Sur la demande de saisine du CRRMP
Mme [X] reproche à la caisse d'avoir instruit sa demande au titre du tableau n°98 des maladies professionnelles alors qu'aucune référence à ce tableau n'était mentionnée au sein de sa déclaration de maladie professionnelle, de ne pas avoir recueilli l'avis du CRRMP.
Aux termes de l'article L 461-1 alinéa 2 du code de la sécurité sociale, est présumée d'origine professionnelle toute maladie désignée dans un tableau de maladies professionnelles et contractée dans les conditions désignées à ce tableau.
Chaque tableau précise la nature des travaux susceptibles de provoquer la maladie, énumère les affections provoquées et le délai dans lequel la maladie doit être constatée après la cessation de l'exposition du salarié au risque identifié pour être prise en charge.
En application de l'article L 461-1 du code de la sécurité sociale, il est possible de faire reconnaître le caractère professionnel d'une maladie, notamment si la maladie figure dans un des tableaux de maladies professionnelles mais que toutes les conditions fixées par ce tableau ne sont pas remplies.
La procédure de reconnaissance des maladies professionnelles en dehors du système des tableaux nécessite une expertise approfondie et, dans un tel cas, la caisse d'assurance maladie ne peut reconnaître l'origine professionnelle de la maladie qu'après avoir recueilli l'avis d'un comité régional de reconnaissance des maladies professionnelles.
La procédure de reconnaissance des maladies professionnelles en dehors du système des tableaux s'impose également aux juges qui ne peuvent se prononcer sur la demande d'un assuré tendant à la reconnaissance du caractère
professionnel de sa maladie sans que la caisse d'assurance maladie ait recueilli l'avis du CRRMP.
En l'espèce, la déclaration de maladie professionnelle fait état d'une 'discopathie lombaire, tendinopathie du supra épineux gauche' sans référence à un tableau de maladies professionnelles.
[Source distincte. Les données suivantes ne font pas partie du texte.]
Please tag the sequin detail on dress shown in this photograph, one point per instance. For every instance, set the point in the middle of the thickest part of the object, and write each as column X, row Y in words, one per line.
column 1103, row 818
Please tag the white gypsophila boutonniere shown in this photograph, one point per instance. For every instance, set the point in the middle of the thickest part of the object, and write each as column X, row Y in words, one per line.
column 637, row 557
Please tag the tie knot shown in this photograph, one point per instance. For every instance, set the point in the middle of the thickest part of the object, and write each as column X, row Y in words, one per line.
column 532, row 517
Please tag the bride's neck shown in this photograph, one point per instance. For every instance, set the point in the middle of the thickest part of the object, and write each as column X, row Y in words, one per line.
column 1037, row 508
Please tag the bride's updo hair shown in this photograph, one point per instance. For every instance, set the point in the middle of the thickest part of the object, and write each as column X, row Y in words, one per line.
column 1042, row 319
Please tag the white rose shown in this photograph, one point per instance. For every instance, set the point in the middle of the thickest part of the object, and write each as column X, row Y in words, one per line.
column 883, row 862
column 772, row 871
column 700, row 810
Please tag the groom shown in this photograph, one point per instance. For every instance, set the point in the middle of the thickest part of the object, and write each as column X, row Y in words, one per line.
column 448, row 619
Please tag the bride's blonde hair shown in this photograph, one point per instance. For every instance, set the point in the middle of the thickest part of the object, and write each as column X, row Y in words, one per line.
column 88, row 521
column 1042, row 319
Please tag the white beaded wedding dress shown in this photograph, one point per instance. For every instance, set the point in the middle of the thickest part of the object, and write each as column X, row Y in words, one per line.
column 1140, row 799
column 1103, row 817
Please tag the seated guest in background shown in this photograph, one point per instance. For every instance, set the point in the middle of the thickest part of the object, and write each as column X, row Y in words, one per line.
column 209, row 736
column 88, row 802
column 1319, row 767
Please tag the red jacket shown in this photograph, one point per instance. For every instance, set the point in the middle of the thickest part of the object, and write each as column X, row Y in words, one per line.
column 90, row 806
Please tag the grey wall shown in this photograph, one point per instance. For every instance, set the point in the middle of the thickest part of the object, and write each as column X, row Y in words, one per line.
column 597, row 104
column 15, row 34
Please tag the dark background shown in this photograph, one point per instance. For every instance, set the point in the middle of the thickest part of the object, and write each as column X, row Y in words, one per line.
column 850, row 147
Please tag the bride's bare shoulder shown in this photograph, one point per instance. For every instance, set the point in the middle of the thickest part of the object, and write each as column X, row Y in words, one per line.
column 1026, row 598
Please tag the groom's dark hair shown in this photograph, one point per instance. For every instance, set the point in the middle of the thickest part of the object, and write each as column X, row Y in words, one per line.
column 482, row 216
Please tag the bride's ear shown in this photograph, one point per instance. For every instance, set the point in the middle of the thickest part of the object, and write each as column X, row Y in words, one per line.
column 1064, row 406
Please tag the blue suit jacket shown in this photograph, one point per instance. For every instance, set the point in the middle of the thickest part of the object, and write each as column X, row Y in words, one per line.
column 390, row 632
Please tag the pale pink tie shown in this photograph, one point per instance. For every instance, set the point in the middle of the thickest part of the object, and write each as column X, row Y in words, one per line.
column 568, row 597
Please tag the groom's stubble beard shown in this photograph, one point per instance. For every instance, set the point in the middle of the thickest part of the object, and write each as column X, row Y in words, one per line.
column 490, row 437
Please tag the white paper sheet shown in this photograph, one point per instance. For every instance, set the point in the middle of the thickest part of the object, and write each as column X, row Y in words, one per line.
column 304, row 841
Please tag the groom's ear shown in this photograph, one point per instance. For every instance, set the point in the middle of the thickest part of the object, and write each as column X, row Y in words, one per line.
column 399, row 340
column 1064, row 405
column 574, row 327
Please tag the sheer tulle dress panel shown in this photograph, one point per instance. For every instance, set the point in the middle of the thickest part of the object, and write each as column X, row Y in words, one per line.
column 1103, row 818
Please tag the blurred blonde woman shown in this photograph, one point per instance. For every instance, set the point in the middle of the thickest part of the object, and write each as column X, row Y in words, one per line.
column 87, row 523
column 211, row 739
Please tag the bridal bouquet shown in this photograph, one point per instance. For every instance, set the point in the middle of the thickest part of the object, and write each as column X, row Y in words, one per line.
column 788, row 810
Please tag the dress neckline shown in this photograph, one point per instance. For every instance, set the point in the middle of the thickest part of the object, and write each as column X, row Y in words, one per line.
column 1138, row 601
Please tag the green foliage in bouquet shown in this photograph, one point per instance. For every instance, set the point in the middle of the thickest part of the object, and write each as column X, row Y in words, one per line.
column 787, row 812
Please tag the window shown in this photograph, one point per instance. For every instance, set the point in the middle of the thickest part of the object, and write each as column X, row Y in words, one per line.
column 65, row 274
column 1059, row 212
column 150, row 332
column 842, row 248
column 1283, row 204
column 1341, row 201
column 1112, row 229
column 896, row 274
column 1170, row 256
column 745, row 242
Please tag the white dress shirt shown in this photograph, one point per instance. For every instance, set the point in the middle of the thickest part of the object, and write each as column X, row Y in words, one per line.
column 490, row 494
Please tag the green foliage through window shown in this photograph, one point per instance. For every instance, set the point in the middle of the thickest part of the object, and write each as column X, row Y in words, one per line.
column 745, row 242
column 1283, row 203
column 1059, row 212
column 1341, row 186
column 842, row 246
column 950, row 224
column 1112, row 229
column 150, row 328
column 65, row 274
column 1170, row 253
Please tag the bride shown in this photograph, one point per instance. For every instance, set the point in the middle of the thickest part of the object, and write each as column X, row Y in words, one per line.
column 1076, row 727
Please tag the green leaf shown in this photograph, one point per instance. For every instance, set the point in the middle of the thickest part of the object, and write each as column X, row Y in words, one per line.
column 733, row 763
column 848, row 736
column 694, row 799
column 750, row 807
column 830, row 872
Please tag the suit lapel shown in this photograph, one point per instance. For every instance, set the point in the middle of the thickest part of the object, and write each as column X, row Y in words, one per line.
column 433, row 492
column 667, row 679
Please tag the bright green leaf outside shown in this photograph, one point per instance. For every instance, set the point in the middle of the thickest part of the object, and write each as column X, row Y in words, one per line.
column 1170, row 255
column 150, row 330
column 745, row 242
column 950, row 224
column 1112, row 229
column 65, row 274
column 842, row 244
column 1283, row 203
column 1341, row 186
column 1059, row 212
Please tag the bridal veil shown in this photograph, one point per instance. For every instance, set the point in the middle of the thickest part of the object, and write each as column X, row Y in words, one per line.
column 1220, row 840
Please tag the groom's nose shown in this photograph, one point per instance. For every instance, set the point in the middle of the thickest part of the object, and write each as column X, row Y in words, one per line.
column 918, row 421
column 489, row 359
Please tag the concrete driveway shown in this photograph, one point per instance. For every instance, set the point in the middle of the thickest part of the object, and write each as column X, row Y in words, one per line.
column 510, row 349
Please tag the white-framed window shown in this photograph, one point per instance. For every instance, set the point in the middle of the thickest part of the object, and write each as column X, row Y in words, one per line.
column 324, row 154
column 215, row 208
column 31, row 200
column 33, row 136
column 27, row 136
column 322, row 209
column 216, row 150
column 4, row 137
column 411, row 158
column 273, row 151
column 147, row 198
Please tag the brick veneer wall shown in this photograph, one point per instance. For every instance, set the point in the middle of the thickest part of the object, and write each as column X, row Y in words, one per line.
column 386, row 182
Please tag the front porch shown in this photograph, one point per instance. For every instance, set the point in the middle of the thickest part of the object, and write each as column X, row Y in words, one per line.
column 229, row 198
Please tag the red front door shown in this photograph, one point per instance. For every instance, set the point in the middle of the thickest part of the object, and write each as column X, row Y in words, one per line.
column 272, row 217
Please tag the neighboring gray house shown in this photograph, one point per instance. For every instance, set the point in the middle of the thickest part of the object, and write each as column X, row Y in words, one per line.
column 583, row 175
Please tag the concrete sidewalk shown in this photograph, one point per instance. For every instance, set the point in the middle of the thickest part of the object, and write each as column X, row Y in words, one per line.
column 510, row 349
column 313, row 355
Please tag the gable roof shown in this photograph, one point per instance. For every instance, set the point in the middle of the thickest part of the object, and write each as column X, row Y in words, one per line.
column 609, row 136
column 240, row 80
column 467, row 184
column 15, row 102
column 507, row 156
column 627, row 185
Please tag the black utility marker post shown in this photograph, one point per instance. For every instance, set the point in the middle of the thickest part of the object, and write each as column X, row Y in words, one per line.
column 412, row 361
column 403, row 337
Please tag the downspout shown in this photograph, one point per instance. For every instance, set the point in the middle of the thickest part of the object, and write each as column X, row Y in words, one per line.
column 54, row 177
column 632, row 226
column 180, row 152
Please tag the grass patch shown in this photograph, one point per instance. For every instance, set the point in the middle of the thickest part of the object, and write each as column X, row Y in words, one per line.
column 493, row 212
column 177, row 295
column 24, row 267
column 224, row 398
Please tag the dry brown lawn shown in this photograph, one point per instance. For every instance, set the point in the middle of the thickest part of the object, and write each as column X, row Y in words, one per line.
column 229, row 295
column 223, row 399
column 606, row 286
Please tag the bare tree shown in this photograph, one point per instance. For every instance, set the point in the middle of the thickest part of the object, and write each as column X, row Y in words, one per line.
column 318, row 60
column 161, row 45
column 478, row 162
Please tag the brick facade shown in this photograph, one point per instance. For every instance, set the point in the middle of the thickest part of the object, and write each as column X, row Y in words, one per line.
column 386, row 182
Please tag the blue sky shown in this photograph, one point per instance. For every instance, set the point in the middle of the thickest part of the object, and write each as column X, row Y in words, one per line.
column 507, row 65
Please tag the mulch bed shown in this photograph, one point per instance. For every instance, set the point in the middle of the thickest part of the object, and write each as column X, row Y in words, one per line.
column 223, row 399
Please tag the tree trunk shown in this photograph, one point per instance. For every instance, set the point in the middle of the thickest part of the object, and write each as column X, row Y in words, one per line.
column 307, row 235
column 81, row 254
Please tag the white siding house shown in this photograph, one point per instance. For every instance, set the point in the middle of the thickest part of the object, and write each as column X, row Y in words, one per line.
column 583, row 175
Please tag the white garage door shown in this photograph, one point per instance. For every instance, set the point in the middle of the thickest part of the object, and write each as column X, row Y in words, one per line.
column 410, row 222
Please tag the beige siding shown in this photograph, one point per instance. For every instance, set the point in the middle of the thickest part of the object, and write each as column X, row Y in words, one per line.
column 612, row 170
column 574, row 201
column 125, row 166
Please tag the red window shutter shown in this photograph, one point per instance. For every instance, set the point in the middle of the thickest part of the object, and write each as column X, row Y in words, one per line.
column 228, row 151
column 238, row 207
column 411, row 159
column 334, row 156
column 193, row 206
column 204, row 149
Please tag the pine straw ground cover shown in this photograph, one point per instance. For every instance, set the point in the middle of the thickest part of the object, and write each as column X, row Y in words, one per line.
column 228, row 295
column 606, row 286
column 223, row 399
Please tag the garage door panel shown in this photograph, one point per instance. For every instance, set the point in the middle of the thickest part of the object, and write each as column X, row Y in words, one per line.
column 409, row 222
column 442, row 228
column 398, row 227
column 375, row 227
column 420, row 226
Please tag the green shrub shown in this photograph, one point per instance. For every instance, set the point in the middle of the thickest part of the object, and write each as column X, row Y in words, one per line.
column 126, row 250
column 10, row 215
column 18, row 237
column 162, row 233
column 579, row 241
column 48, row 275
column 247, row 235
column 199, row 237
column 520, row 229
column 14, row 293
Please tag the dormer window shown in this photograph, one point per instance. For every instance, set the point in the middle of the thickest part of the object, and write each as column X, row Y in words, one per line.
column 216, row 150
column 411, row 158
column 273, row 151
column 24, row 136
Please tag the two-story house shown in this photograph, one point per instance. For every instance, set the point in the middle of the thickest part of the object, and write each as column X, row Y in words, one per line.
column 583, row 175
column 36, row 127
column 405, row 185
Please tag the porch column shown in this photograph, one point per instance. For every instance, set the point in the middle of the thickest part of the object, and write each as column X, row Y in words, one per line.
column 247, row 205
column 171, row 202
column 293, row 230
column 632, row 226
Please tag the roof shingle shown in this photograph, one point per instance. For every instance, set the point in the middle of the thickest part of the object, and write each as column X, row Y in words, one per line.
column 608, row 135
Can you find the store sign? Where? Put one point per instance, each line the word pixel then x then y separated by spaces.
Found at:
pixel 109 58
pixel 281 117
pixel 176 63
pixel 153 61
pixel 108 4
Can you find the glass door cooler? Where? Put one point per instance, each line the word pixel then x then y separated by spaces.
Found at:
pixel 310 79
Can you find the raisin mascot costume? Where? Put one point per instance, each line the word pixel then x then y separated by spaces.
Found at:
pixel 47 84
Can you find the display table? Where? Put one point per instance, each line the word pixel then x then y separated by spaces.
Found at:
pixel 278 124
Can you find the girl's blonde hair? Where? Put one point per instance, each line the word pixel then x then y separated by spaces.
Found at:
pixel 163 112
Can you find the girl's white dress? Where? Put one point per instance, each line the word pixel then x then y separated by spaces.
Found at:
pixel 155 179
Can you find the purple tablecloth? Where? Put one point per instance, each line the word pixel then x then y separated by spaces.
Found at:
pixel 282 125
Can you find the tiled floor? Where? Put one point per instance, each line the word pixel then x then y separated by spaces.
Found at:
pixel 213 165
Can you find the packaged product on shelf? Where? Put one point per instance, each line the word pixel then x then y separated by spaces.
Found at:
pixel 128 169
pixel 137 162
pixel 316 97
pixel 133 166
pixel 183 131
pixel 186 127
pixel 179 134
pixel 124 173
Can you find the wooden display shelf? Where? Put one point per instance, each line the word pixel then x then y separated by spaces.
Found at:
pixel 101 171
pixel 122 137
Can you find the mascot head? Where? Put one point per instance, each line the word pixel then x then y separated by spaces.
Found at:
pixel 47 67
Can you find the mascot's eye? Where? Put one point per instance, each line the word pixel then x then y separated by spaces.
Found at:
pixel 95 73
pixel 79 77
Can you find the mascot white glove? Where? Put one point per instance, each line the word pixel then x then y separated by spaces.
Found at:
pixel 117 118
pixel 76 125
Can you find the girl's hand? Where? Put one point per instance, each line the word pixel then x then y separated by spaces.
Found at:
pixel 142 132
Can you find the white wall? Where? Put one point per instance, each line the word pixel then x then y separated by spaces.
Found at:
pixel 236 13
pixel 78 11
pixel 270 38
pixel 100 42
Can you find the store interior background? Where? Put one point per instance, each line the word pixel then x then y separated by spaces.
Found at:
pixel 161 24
Le certificat médical initial ne fait pas davantage référence à un tableau. Ainsi, contrairement à ce que soutient la caisse, Mme [X] n'a pas sollicité une reconnaissance d'une pathologie au titre du tableau 98.
Il est constant qu'il appartient au médecin conseil de la caisse de déterminer quelle est la pathologie dont est atteint l'assuré. Si, en l'espèce, celui-ci a constaté que Mme [X] ne présentait pas d'atteinte radiculaire de topographie concordante, ce qui excluait une reconnaissance de la maladie au titre du tableau n°98, il aurait dû, après avoir exclu la pathologie de ce tableau, évaluer l'IPP prévisible et alors, dans l'hypothèse d'un taux au moins égal à 25%, la caisse aurait dû saisir un CRRMP.
En conséquence, il y a lieu d'infirmer le jugement entrepris.
Sur les dépens
Succombante, la caisse est condamnée aux dépens.
PAR CES MOTIFS
La cour, statuant contradictoirement et en dernier ressort ;
Rejette le moyen tiré de l'irrecevabilité de la demande nouvelle ;
Infirme en toutes ses dispositions le jugement du pôle social du tribunal judiciaire du Havre du 27 janvier 2020 ;
Enjoint à la caisse primaire d'assurance maladie du Havre de faire évaluer par son médecin conseil le taux d'IPP prévisible de Mme [H] [X] et de saisir, le cas échéant, le comité régional de reconnaissance des maladies professionnelles ;
Rejette toute autre demande ;
Condamne la caisse primaire d'assurance maladie du [Localité 3] aux entiers dépens de première instance et d'appel.